Create replacements for string.find and string.sub to overcome the UTF-8 bug

rogeriodec_games · September 23, 2022, 9:44pm

As a Roblox developer, it is currently impossible to get correct results for string.find and string.sub when there are UTF-8 characters inside, as already reported here:

Since you won’t be able to change the string library, create the same functions in the utf8 library, to fix these bugs:

utf8.sub (to fix string.sub)
utf8.find (to fix string.find)

Halalaluyafail3 · October 1, 2022, 2:14am

What results do you want? The string library assumes a one byte character encoding (as the manual states, this isn’t really a bug), so it counts in byte offsets.
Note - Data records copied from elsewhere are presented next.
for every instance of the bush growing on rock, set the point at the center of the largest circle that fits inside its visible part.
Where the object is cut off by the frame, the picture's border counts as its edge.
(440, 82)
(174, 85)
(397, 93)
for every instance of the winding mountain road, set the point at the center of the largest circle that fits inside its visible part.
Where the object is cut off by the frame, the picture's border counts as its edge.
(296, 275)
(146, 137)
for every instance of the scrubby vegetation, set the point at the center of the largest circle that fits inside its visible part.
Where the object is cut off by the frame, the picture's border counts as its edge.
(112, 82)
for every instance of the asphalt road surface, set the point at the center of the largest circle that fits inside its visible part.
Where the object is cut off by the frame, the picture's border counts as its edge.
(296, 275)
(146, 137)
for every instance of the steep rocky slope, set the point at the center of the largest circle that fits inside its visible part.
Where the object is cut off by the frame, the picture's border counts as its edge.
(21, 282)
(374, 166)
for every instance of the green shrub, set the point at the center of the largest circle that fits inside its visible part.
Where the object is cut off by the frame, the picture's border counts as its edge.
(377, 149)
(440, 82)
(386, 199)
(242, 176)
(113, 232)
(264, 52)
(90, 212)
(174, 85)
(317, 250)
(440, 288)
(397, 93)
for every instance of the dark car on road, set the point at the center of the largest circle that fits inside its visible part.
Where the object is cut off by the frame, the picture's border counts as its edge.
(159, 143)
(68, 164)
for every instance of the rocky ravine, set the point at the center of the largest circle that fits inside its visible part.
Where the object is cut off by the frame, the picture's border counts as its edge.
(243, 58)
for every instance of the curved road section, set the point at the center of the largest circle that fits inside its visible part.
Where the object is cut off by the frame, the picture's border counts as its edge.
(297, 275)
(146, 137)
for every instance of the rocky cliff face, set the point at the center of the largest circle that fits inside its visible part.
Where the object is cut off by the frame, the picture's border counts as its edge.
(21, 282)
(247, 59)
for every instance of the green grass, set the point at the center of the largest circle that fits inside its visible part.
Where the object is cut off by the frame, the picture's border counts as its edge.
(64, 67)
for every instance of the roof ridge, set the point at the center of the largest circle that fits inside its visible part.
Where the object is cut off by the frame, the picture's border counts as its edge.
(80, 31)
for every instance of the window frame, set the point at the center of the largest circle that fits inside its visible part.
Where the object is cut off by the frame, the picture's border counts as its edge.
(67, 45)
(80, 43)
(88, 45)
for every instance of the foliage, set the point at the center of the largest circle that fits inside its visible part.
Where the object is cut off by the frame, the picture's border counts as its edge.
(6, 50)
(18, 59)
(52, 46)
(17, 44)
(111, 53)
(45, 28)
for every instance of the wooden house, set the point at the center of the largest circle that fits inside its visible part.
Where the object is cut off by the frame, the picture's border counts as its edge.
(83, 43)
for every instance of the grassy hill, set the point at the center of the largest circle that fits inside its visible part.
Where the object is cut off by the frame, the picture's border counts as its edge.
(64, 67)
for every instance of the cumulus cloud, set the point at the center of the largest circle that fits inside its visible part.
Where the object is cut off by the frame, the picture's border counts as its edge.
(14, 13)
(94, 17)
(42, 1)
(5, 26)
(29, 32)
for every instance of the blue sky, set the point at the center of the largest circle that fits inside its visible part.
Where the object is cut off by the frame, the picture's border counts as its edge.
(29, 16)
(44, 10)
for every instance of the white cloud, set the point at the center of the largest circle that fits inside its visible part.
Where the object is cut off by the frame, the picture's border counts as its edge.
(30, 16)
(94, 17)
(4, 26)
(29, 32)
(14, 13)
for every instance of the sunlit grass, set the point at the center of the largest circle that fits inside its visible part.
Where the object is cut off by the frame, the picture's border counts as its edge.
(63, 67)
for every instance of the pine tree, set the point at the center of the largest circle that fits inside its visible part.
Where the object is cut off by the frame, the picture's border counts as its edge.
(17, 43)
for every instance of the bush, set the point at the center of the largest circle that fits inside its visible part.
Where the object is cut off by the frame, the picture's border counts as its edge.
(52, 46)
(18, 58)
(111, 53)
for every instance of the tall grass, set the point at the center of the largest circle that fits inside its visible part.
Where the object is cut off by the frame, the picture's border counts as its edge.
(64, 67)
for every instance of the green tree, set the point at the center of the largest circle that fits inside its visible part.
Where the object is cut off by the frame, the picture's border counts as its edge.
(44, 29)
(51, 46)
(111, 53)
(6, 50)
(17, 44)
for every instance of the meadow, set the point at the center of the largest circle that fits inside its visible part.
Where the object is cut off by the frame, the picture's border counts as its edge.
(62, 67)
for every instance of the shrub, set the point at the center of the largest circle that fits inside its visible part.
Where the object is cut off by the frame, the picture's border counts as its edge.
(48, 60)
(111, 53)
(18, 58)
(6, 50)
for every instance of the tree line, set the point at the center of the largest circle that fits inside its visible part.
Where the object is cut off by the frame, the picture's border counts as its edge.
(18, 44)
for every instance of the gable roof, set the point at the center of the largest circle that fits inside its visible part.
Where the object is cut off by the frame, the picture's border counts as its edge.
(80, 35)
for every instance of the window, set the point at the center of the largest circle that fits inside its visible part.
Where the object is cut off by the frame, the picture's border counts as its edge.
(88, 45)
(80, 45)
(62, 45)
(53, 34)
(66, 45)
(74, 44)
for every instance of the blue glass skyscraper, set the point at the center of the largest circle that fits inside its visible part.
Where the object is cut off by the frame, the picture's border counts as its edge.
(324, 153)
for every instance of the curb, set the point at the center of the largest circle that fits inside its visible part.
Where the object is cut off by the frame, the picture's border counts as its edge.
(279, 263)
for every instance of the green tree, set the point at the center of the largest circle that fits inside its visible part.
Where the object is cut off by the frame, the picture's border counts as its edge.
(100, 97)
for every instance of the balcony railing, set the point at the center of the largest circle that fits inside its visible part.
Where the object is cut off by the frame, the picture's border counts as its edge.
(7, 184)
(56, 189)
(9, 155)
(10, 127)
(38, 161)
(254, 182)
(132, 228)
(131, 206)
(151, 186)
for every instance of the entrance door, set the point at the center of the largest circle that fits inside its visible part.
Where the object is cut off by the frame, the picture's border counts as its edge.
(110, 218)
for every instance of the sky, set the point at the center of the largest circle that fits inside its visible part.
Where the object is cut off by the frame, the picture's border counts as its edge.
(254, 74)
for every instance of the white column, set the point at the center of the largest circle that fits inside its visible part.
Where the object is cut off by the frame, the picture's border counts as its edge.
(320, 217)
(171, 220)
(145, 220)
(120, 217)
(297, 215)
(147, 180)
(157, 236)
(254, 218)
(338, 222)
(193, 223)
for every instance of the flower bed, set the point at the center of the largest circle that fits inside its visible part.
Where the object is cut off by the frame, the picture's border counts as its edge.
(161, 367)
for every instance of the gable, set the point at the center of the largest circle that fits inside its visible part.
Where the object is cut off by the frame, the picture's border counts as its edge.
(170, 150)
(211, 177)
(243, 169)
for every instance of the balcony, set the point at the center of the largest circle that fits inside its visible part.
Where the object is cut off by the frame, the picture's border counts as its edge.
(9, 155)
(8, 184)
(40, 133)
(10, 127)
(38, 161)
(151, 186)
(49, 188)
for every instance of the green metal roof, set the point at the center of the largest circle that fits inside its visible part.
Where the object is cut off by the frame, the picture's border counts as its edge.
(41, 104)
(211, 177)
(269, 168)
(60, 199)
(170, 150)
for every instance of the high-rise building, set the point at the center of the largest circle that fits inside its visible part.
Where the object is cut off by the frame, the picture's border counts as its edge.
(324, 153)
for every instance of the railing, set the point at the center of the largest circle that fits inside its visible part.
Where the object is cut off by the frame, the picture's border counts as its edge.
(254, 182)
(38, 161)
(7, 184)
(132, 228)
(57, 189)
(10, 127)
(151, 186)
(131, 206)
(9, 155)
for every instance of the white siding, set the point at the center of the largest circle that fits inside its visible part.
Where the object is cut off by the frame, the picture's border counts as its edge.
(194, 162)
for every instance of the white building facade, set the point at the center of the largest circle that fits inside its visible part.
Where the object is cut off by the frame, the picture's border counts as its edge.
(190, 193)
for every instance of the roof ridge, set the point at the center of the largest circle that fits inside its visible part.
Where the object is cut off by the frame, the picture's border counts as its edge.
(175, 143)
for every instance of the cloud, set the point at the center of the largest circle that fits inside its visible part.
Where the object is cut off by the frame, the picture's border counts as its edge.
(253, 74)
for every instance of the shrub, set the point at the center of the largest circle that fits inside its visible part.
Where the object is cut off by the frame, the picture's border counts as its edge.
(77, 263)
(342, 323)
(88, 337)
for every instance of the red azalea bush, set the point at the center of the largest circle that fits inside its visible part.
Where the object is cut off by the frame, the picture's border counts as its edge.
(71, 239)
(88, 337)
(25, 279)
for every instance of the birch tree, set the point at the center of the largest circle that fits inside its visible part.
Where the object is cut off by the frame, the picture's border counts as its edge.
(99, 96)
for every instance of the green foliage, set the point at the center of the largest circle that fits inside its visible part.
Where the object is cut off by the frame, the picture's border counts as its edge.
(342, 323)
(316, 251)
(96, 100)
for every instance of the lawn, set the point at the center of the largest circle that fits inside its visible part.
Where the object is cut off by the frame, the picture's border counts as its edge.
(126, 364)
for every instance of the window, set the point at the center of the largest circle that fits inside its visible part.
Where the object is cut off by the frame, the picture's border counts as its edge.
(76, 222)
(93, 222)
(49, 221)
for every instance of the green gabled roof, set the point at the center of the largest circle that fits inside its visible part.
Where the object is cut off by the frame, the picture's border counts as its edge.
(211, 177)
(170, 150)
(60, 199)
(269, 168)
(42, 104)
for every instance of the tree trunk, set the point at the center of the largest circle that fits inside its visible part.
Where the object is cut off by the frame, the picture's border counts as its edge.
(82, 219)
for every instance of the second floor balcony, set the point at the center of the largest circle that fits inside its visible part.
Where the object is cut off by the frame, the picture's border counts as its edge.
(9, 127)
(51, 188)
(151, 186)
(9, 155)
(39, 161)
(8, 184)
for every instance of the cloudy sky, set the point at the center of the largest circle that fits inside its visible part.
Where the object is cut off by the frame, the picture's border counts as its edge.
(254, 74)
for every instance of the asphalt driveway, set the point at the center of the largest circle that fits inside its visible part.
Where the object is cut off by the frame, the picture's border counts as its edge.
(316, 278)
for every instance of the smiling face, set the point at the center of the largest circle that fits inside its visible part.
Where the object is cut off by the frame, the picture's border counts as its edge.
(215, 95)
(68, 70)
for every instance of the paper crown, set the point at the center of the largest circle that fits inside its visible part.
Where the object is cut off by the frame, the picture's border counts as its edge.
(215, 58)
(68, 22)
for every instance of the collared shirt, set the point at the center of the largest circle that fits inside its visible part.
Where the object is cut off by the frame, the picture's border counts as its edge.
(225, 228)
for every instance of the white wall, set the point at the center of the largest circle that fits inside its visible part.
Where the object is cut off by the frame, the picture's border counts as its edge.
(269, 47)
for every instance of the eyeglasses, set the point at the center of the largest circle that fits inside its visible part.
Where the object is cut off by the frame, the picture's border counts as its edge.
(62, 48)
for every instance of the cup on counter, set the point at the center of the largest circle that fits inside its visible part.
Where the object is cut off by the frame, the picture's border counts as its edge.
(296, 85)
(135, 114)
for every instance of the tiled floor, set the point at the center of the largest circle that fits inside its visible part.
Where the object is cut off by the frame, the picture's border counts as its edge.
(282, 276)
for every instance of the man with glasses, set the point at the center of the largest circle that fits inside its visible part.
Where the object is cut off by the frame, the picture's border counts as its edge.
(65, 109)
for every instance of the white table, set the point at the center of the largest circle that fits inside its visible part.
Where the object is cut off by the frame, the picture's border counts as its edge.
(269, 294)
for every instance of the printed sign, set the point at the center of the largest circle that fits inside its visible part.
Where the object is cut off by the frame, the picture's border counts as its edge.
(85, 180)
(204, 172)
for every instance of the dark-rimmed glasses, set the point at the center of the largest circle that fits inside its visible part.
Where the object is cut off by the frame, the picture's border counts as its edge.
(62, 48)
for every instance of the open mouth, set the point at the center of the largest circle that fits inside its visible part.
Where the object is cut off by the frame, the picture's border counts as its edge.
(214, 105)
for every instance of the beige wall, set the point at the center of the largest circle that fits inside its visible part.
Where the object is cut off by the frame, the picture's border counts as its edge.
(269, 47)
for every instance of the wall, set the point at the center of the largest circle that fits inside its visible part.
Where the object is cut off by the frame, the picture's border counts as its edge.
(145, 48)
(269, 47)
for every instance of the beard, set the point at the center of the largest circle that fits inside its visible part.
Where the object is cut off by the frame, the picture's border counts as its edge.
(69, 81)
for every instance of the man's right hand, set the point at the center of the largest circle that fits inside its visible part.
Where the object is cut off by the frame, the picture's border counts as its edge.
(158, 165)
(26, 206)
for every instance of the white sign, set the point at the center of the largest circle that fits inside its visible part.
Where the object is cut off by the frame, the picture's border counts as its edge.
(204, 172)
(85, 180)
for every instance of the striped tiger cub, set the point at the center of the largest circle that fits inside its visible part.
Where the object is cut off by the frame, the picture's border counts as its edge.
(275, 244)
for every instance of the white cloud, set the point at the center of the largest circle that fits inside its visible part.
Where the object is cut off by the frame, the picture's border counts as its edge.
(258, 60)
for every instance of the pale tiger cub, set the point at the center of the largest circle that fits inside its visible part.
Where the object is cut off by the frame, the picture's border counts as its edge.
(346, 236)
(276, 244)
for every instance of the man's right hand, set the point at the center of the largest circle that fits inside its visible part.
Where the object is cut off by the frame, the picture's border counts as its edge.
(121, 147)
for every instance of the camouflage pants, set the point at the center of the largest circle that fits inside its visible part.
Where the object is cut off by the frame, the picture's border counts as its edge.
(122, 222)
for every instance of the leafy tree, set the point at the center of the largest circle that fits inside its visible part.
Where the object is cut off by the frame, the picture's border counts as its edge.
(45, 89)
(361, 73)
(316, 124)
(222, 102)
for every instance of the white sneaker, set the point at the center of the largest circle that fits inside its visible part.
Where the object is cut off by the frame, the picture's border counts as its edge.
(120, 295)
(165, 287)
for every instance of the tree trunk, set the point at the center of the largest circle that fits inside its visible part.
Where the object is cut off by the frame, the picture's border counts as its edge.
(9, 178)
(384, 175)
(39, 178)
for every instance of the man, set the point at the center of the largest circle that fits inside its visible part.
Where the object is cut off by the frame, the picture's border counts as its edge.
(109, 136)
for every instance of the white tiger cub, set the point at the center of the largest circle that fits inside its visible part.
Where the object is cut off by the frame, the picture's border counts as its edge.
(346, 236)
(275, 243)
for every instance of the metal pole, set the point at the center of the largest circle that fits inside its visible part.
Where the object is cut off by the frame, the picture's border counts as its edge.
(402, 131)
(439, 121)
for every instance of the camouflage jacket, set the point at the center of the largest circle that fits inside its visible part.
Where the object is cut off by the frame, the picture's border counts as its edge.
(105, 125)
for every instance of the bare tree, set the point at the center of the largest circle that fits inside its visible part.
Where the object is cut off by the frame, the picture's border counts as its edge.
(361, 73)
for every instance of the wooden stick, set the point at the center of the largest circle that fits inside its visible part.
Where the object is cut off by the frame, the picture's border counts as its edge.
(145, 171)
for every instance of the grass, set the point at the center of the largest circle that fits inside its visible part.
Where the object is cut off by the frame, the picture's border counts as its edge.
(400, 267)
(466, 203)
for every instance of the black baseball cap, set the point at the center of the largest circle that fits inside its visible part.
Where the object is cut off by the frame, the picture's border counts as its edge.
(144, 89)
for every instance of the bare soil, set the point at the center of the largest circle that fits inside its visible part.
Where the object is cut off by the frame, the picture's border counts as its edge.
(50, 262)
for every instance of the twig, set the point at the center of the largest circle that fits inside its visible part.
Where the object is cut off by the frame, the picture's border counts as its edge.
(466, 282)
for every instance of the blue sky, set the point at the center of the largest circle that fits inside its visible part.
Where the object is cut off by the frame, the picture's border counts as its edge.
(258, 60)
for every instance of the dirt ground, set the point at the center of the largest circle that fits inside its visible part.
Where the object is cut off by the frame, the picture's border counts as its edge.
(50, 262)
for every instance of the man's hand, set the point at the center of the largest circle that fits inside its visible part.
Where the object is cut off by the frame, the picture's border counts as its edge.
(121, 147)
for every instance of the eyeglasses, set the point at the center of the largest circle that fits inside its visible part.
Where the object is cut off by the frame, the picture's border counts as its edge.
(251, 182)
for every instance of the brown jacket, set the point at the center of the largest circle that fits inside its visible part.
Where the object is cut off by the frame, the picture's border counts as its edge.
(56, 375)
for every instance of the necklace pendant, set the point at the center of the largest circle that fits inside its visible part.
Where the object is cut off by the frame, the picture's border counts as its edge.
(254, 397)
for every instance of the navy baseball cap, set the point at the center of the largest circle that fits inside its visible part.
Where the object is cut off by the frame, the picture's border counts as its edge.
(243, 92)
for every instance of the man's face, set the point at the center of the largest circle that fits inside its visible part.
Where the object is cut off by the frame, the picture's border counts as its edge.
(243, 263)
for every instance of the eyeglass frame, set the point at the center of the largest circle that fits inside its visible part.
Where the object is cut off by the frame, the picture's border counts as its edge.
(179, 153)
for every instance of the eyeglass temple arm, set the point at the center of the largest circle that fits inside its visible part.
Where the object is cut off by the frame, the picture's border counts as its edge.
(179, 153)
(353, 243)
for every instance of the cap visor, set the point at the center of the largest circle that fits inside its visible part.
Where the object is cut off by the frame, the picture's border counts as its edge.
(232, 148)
If you want to get a substring of codepoints, then that can be done with utf8.offset to get the byte offsets of the range you want. Here is an example of that:

local function codepoint_sub(s,i,j)
	return string.sub(
		s,
		utf8.offset(s,i) or if i > 0 then #s+1 else 0,
		if j == nil or j == -1 then #s else (utf8.offset(s,j+1) or if j > 0 then #s+1 else 0)-1
	)
end

However, a character may be encoded with multiple codepoints (such as z̀) in which case this function might split the character (e.g. codepoint_sub("z̀",1,1) would get z). If getting a substring with grapheme offsets is desired, that could be done by iterating through the string with utf8.graphemes grapheme by grapheme and concatenating all of the graphemes together to get the result.

What would you use a utf8.sub function for and what do you expect it to do?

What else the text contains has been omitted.